While it seems like lofty praise, it only takes one listen to this disc to see that their is surefire star power. Opener and title track "The Future Is Now" has all the hallmarks of a radio-ready song. It's buoyant, its uplifting, and its catchy as all heck. The song that follows, "Rise Out of the Water," is equally catchy, if not more so. While he probably won't enjoy hearing the comparisons, there's a little bit of Rob Thomas and early day Matchbox Twenty in both the guitar lines and the vocal melodies. Third song "Holly Grows" is a gentler song, aided by a supple acoustic strum, that attempts introspection. The most memorable part of the song though is the lush orchestration, which Rocco, a violinist, composed himself. It has all the trimmings of standard album ballad and it works well. Fourth song "Roads" follows and its by this point one might think the talking heads might want to take notice. It's a propulsive, hard-driving rock song with an indelible chorus and has the kind of power that warrants a repeat listen.
Rocco turns down the pace on "They Fight, They Fall," an acoustic-fueled look at mortality that unfortunately is one of the only lyrical triumph on the disc. The minute-long acoustic ditty "Interlude" which follows is the other and while it's title suggests instrumental, it's anything but. What the song does serve as though is a break for the listener, filler, if you will. And while there are numerous artists that might get shortchanged for using this tactic, with this album it works quite well. Whereas numerous rock-based singer/songwriters might feel compelled to pack an album with one flatlining rocker after another, Rocco seems to understand the importance of variety and its probably his most endearing trait. While "Run" turns up the tempo to a level not yet seen before, it's actually a misstep that seems a little too self-indulgent and a bit forced.
Thankfully he backs up his error with the gorgeous chime of "As You Wait," a song that seems destined for a movie soundtrack. "Outta Sight" follows and it's an interesting break and one that feels a little out of place here. With the exception for a few verses and the shared vocal chorus, Show Me Action lead singer Jack Tangney (who also co-wrote the song) takes center stage here. While it's admirable that Rocco would want to highlight his musical wingman, it's a bit of a puzzling move. The song has a late 80s acoustic ballad feel to it and it just feels awkward and uncomfortable. "My Way" follows but doesn't hold a candle to anything else on the disc and the hometown ode "Rockville Centre" is a pretty song that probably could have benefited from better lyrical territory.
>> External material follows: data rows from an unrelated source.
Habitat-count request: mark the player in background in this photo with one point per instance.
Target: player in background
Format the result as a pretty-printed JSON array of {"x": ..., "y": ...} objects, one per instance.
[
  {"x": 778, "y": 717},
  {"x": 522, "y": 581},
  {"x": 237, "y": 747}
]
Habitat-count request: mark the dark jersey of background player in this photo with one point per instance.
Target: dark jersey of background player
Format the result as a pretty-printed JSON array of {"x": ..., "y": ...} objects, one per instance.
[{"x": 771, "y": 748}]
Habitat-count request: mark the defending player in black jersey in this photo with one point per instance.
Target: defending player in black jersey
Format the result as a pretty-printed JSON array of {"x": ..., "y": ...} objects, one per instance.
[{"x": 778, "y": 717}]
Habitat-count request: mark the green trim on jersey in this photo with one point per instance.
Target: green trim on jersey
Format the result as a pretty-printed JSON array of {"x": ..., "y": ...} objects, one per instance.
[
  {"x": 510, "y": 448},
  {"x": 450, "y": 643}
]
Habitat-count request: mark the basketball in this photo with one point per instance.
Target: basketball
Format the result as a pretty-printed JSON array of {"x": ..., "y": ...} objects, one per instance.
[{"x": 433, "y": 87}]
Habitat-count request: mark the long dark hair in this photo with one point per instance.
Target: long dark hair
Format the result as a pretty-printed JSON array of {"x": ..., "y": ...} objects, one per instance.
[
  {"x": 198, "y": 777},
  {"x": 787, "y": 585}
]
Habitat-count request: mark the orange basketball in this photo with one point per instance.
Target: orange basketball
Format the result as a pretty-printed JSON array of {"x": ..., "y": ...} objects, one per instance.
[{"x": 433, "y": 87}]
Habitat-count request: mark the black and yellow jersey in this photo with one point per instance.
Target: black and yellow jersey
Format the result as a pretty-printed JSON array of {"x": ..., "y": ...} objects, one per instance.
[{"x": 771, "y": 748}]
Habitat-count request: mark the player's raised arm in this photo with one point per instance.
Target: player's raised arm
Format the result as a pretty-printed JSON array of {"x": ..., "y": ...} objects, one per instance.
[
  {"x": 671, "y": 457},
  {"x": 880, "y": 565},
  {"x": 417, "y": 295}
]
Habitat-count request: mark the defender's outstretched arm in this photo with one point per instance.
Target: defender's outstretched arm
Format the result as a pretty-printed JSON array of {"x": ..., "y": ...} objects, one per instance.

For all its highpoints, The Future Is Now is far from perfect. While Rocco's vocals can certainly carry a room and leave a strong impression, there are times the vocals seem nothing more than average. And then there's the lyrics. While it's true that these days lyrics seem to be thrown out the window, it doesn't hurt to at least put a few solid lines together. There are a few, but not nearly enough to be impressed. That being said, of the eleven songs on The Future Is Now, there's lots to remember, and very few to forget. In the end, isn't that we all want?
At the core, these songs are propulsive, delightful laments on love, hope and all that makes the world go round. Backed by the band End the Stars, who serve as studio musicians and also co-producers, Rocco is lucky to have found a home in Oort Records, an offshoot of Lobster Records, which served as the home to Yellowcard way back when. No, there's no new ground broken here, but what there is, is solid musicianship and enough songs to fill up a summer mix CD. Tracks like the soaring "As You Wait" and the pensive "They Fight They Fall," reveal an arresting power and maturity beyond his years. At just 20 years of age, Rocco is certainly onto something solid here and it'd be shocking if his career doesn't live up to this firm praise.